The Most Influential Television Episodes by Decade - 1990s
The Sopranos - “College” Airdate: February 7, 1999
There’s little agreement as to when television’s “Second Golden Age” began. There are those who claim it doesn’t exist at all, while others actually refer to it as television’s “Third Golden Age.” The way I see it, the Second Golden Age of Television exists, continues to flourish, and has a definite beginning date: February 7, 1999, the date when “College,” the fifth episode of The Sopranos, aired -- my choice for the most influential television episode of the ‘90s.
The mob family drama The Sopranos had originally been conceived as a network show. FOX showed interest in the mid-’90s, but eventually passed when they read the pilot script (ooops!). Creator David Chase seems to have had the idea in his head for quite some time. His 1979 feature-length script for The Rockford Files episode “The Man Who Saw the Alligators” features a New Jersey mobster, named Tony, with mother issues, a right-hand man named Syl, and a love interest named Adrianna. With its roots still firmly in network, The Sopranos premiered on HBO in January of 1999. Though airing on a premium cable channel, much of season one played out as it might have on FOX, with one very notable exception. I believe that exception would eventually come to shake the very foundations of television itself.

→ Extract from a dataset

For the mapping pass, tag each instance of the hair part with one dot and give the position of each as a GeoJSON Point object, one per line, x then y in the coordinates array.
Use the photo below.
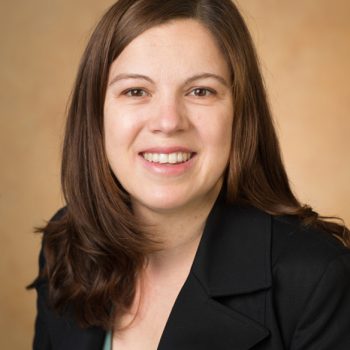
{"type": "Point", "coordinates": [96, 249]}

In our interview with him, Chase discussed the rule of “network morality,” which basically said that a main character doing an awful thing on a television show must be punished for it, and see the error of his ways before the episode was over – e.g. when Lucy Ricardo stole John Wayne’s footprints from the forecourt of Grauman’s Chinese Theatre, she had to face the wrath of the Duke himself in The I Love Lucy episode, “Lucy Visits Grauman’s.” The protagonist always gets her comeuppance.
After a battle with HBO executives, David Chase shattered this convention in “College.” Because Chase had written for network dramas for the better part of 38 years at that point, he understood the rules, and also knew the audience well enough to understand when he could break those rules.

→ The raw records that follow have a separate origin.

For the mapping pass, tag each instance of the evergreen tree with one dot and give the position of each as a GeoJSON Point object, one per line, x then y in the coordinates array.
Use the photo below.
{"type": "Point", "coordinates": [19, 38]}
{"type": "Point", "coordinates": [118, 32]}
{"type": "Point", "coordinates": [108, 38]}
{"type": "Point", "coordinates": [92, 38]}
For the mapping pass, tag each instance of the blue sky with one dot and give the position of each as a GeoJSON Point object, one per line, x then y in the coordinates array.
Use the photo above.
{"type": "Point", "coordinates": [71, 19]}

In the episode, Tony Soprano, in Maine with daughter Meadow to show her colleges, spots a man who turned state’s evidence against the “family,” and was now in the Witness Protection Program. Tony very graphically murders the man with a piano wire, and suffers not at all for having done so. Well, not in the short run, anyway. The next day Tony is back on the road being grilled by Meadow, who has become curious about her father’s mob ties. Tony is struck by a quote on display at the admissions office, "No man can wear one face to himself and another to the multitude, without finally getting bewildered as to which one may be true" – hinting that in the long run, Tony might not always get away with murder.

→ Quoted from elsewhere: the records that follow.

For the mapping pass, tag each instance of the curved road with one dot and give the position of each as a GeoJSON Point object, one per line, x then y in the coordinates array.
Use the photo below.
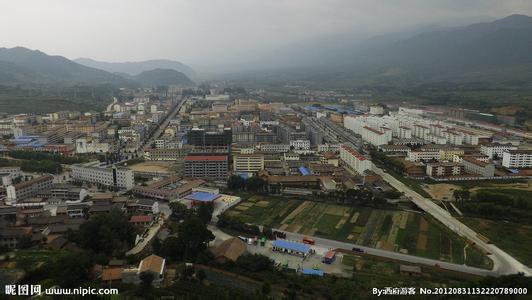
{"type": "Point", "coordinates": [503, 263]}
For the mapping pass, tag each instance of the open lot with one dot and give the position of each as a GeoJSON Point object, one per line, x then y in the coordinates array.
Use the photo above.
{"type": "Point", "coordinates": [441, 191]}
{"type": "Point", "coordinates": [392, 230]}
{"type": "Point", "coordinates": [514, 238]}
{"type": "Point", "coordinates": [151, 166]}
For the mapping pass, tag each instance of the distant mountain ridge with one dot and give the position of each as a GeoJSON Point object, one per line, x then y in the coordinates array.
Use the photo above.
{"type": "Point", "coordinates": [163, 77]}
{"type": "Point", "coordinates": [495, 51]}
{"type": "Point", "coordinates": [24, 66]}
{"type": "Point", "coordinates": [135, 68]}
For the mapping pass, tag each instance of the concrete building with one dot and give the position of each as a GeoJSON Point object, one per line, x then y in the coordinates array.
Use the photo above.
{"type": "Point", "coordinates": [210, 167]}
{"type": "Point", "coordinates": [376, 110]}
{"type": "Point", "coordinates": [478, 167]}
{"type": "Point", "coordinates": [356, 161]}
{"type": "Point", "coordinates": [117, 177]}
{"type": "Point", "coordinates": [517, 159]}
{"type": "Point", "coordinates": [423, 155]}
{"type": "Point", "coordinates": [7, 174]}
{"type": "Point", "coordinates": [275, 148]}
{"type": "Point", "coordinates": [28, 188]}
{"type": "Point", "coordinates": [449, 153]}
{"type": "Point", "coordinates": [405, 132]}
{"type": "Point", "coordinates": [248, 163]}
{"type": "Point", "coordinates": [200, 137]}
{"type": "Point", "coordinates": [300, 144]}
{"type": "Point", "coordinates": [444, 169]}
{"type": "Point", "coordinates": [495, 149]}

With Tony’s actions, David Chase was clearing the way for Don Draper to be an often-unrepentant cheater, for Walter White to make very morally questionable choices when it was in the best interest of his business, and for Frank Underwood to lie at will and, like Tony Soprano, get away with murder. Chase going outside the bounds of what was acceptable in a television script (and the great success The Sopranos had because of it) led to writers taking more chances, and led to networks airing more daring programming. That freedom to take risks is a central component of the second resurgence of quality writing on television. And it all began with The Sopranos’ “College.”